Need and impact: planning for town centres - Communities and Local Government Committee Contents


Examination of Witnesses (Questions 140-142)

MR RYND SMITH, MR TONY MULHALL AND MR DAVID BROCK

18 MAY 2009

  Q140  David Wright: And their local development framework is not quite as up-to-date either.

  Mr Brock: Yes, but firstly they are under a duty to keep their LDF up-to-date and one of the great things about the LDF is that of course it is hugely flexible. You can change it in response to changing circumstances. It is also very front-end loaded, but that is a different issue. Most of them know that they are going to have deal with these sorts of things from time to time. If it is not a big retail application, it will be a big housing application. I am no expert on it, but I would have thought that is going to even out.

  Q141  David Wright: Just one more point, because I think we are running out of time. Do you have a feeling that a change in the system is going to result in a large number of new applications as developers re-examine their land banks and re-examine whether they can perhaps pursue applications through this system more effectively than the old system?

  Mr Smith: Right now, the answer to that question is indubitably no. However, we are also looking at circumstances in which the economic health of the nation, one strongly hopes, will be better in six months' time and will be further better in a year's time than it is now. There will inevitably be, as there always are in circumstances where new policy is framed, new approaches and new practices developed, some testing of the parameters, so we will see some applications which are designed to work out the degree of flex inherent in the new rules and whether that has changed.

  Q142  Chair: In which case, surely is not now the moment to bring them in? If you brought them in when the economy was doing brilliantly, surely loads more people would test it out all at once?

  Mr Smith: Possibly so, but then the countervailing point is the concern, the difficulty caused by that uncertainty, is less significant. There is an enormous amount of work to be done within the parameter of the existing rules untested at that point and many people will just get on with that.

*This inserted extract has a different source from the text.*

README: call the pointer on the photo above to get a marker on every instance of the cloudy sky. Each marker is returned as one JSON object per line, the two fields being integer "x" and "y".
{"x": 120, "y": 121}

  Mr Brock: The testing will occur at the right point in the economic cycle, when people come forward, I think, and we think there will be testing. Whether or not it is people saying, "Well, I've got a land bank. I must go ahead and do it this way," if you bring in a new test it will lead to (a) uncertainty, (b) opportunity. When the last test was brought in there were years of planning appeals challenging in the courts to see what the thing actually meant and I do think—and this comes back to your initial question—if one is going to bring in a new test then the burden ought to be on the Government to show that it is worth doing it, given the uncertainty and the testing and the difficulties which will then come forward.

  Chair: Okay. We are running overtime, so can I thank you all very much. We need to move on, I think, to the next witness. Thank you all. I think my colleague is suggesting just drop us a note if there is an additional point you wanted to make.